3. Invisible Cities (1972, Italo Calvino): 9/7; 11/26-12/22
Invoked Hong’s “infinite worlds possible” maxim when raving about this magnificent book, and the comparison isn’t entirely inapposite: there is a certain quality that Calvino evokes here, founded upon the notion that each of this cities could all be real or all be false, all projections of Marco Polo’s native Venice or Kublai Khan’s fantasies about his empire or some combination or non-combination of the two, and it’s entirely to his credit that nothing is resolved. Like the men at its center, there is neither resolution nor total denial, instead a complete state of odd, often beautiful contentment and continual discovery.
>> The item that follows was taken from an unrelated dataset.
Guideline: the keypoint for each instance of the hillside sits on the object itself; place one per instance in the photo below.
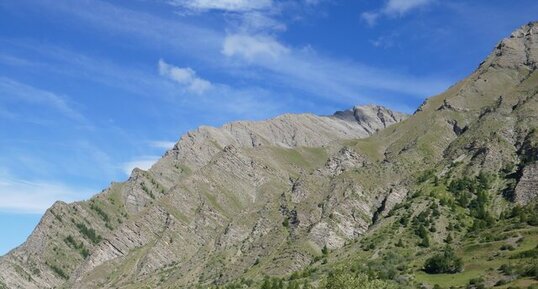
(444, 197)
Invisible Cities‘s final exhortation is as close to a definitive, concrete statement as the book comes, yet it explicitly prescribes searching — a continual, never totally completable task — as the solution, which Calvino does with endless variation and complexity, while laying out his ideas for all to see.

July 2018 Capsules

Ashes of Time [Original]
But first time with the original cut, which feels like another beast entirely; where the Redux felt as if from another world out of time, this feels rooted in a specific cultural and geographic context. What stay the same are the faces, the ruminations on memory and figures.

The Grandmaster (rewatch)
The key to The Grandmaster lies in the photos, in those moments where time comes to a total standstill. If, as Ip says, once a move – whether it be on a chessboard, in the flurry of fists, in the grand scheme of history – has been made, it cannot be taken back, then these act as the concrete points of delineation. Color fades to black-and-white, and though the participants may then leave, their trace cannot be erased. So it is with their destinies. Gong Er has no choice but to fight Ma San, her father must pass on the torch, Ip can never return to Foshan: they are defined as much by their actions, their lot in life, as by their skill in combat. All eventually reach this state of acceptance, where they become resigned to their fates; that Ip is the last one that remains vertical is no accident.

The 36th Chamber of Shaolin
Perhaps most startling, among so many of the elemental parts that combine to form The 36th Chamber of Shaolin, is Lau Kar-leung’s sense of editing, especially during the training sequences. Once Liu finishes the strength courses and moves into learning the forms of kung fu, Lau moves into almost an entirely different vein of conveying his narrative. Neither strictly montage (in the sequence definition) nor the entirely step-by-step mode in which the film had proceeded prior, the chambers flow into each other: hands into legs, legs into sword, sword into staff. These delineations are clear to the viewer, but Lau cuts so fluidly on movement that the viewer is constantly brought anew into another discipline. So it is with the rest of the film, so dedicated to laying out every step with clarity, and yet accomplishing it in a way that feels essential to not just Liu’s training, but the possibilities of the human form at large.